See [`retrocast-config.yaml`](retrocast-config.yaml) for full configuration details.

## Evaluation Sets

We provide curated subsets of the PaRoutes benchmark:

- **uspto-190**: Full USPTO test set (190 targets)
- **paroutes-n1-{100,200,500,1k,2k}**: Stratified subsets of the n=1 test set
- **paroutes-n5-{100,200,500,1k,2k}**: Stratified subsets of the n=5 test set

Each subset is:
- Hashed for reproducibility
- Balanced across route lengths and complexities
- Small enough for rapid iteration (100 targets ~10min vs 10k targets ~10hrs)

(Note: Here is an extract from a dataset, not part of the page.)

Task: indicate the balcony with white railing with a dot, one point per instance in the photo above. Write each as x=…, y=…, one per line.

Subsets are selected such that top-k accuracy on the subset is within 0.05-1% of the full set, depending on size.

## The Canonical Format

At the core of RetroCast is a clean recursive schema ([`src/retrocast/schemas.py`](src/retrocast/schemas.py)):

```python
class Molecule(BaseModel):
    smiles: SmilesStr
    inchikey: InchiKeyStr
    synthesis_step: ReactionStep | None  # None = leaf (starting material)
    metadata: dict[str, Any]

class ReactionStep(BaseModel):
    reactants: list[Molecule]
    mapped_smiles: ReactionSmilesStr | None
    template: str | None
    reagents: list[SmilesStr] | None
    solvents: list[SmilesStr] | None
    metadata: dict[str, Any]

class Route(BaseModel):
    target: Molecule
    rank: int
    solvability: dict[str, bool]  # per building block set
    metadata: dict[str, Any]
```

Every route from every model gets cast into this structure. No ambiguity, no special cases.

## Architecture

RetroCast is built on three principles:

1. **Adapters are the air gap** - All model-specific logic is isolated in pluggable adapters. The core pipeline never touches raw formats directly.

2. **Contracts, not handshakes** - Pydantic schemas enforce validation at every boundary. Invalid data is rejected immediately.

3. **Deterministic & auditable** - Every output is identified by a cryptographic hash of its inputs. Results are reproducible and traceable.

The pipeline:

```
load raw data → adapter → Route → deduplicate → save + manifest
```

See [`docs/adapters.md`](docs/adapters.md) for details on adding new adapters.

## Citation

If you use RetroCast in your research, please cite:

```bibtex
# ArXiv citation - TODO: add link
```

## License

MIT License - see [LICENSE](LICENSE) for details.